Des objectifs qui auparavant étaient SMART, descendants, imposés par le haut, aujourd’hui, il est peut-être plus pertinent de questionner le jeune sur où est-ce qu’il pense pouvoir apporter de la création de valeur, lui reconnaître cette autonomie, donner de la confiance à priori.
Cela passe par donner un cadre qui est focus sur la finalité et non le comment : « Tu dois aller dans tel cap, je te laisse faire le chemin, à quel moment as-tu besoin de guide ? », tout en étant suffisamment en observation, présent, disponible pour s’assurer qu’effectivement le jeune va dans le bon sens. Donc la question est de trouver la juste distance dans la relation managériale.
Maintenant quelqu’un qui a envie de partir, partira. La volatilité est à accepter. Et l’enjeu est aussi de s’organiser pour savoir rebondir quand les ressources partent alors qu’on vient de finir leur formation. Par exemple, comment au lieu d’affecter des individus à des postes, on va chercher une complémentarité de soft skills, de talents ? Le soft skills sera plus facile à remplacer en cas de départ car la base de connaissance reste à l’intérieur de l’entreprise.
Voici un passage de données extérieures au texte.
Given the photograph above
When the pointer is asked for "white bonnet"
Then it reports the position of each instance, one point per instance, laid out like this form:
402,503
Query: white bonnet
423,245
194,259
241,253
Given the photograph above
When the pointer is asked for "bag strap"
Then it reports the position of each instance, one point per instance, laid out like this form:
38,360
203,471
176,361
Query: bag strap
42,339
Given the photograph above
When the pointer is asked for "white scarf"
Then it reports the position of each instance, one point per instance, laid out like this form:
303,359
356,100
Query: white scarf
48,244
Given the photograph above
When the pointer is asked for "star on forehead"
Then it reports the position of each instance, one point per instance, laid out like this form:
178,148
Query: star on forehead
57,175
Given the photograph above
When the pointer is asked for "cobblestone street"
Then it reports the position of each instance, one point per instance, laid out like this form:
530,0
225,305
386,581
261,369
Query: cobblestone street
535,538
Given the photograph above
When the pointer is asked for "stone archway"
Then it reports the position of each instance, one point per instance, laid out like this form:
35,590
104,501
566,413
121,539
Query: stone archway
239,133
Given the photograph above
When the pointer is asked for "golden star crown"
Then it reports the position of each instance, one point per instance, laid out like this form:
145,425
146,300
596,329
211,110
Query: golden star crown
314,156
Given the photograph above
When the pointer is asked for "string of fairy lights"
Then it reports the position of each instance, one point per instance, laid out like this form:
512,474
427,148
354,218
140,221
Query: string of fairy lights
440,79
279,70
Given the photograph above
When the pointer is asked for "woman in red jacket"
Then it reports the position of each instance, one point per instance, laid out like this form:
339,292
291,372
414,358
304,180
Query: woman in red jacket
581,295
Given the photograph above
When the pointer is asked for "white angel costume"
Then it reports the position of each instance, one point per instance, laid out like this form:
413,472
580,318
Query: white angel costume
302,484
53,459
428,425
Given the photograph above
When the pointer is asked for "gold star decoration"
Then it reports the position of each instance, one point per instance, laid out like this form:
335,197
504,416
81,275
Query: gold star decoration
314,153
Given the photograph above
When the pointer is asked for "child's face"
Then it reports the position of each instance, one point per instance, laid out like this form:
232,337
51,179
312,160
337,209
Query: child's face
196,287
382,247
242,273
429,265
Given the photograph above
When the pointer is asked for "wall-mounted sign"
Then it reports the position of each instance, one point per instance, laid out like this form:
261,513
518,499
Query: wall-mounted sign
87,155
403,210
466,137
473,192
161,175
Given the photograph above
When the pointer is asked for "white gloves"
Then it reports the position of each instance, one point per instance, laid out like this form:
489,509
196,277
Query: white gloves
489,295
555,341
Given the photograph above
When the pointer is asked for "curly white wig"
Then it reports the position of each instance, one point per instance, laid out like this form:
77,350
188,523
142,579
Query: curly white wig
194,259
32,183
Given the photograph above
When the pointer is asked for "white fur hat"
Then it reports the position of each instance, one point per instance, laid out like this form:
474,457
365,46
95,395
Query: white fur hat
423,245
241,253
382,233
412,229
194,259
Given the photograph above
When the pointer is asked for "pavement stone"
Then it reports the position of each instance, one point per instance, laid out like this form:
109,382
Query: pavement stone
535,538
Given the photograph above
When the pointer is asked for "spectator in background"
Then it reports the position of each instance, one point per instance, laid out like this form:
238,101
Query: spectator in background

Tout cela est à inventer.
Les clés d’Ajadi :
Pour être manager des jeunes générations, l’enjeu est de rester à sa juste place de manager, sans devenir le parent du jeune dans l’entreprise. Cela nécessite de :
- Prendre du recul sur ses préjugés, ses émotions. Ne pas globaliser, quitter le combat.
- Être ouvert au progrès, à la création de valeur, à la différence.
- Donner du sens, rappeler le cadre de performance collective.
- Donner sa confiance à priori, s’appuyer sur les talents / la complémentarité des compétences.
- Accompagner pour renforcer son autorité. Quitter l’autoritarisme.
Cet article est issu du podcast « Les Pratiques du Management », durant lequel Aurélie Durand répond, chaque mois, aux questions de Frédérique Roseau, Rédactrice en Chef à la Revue Fiduciaire.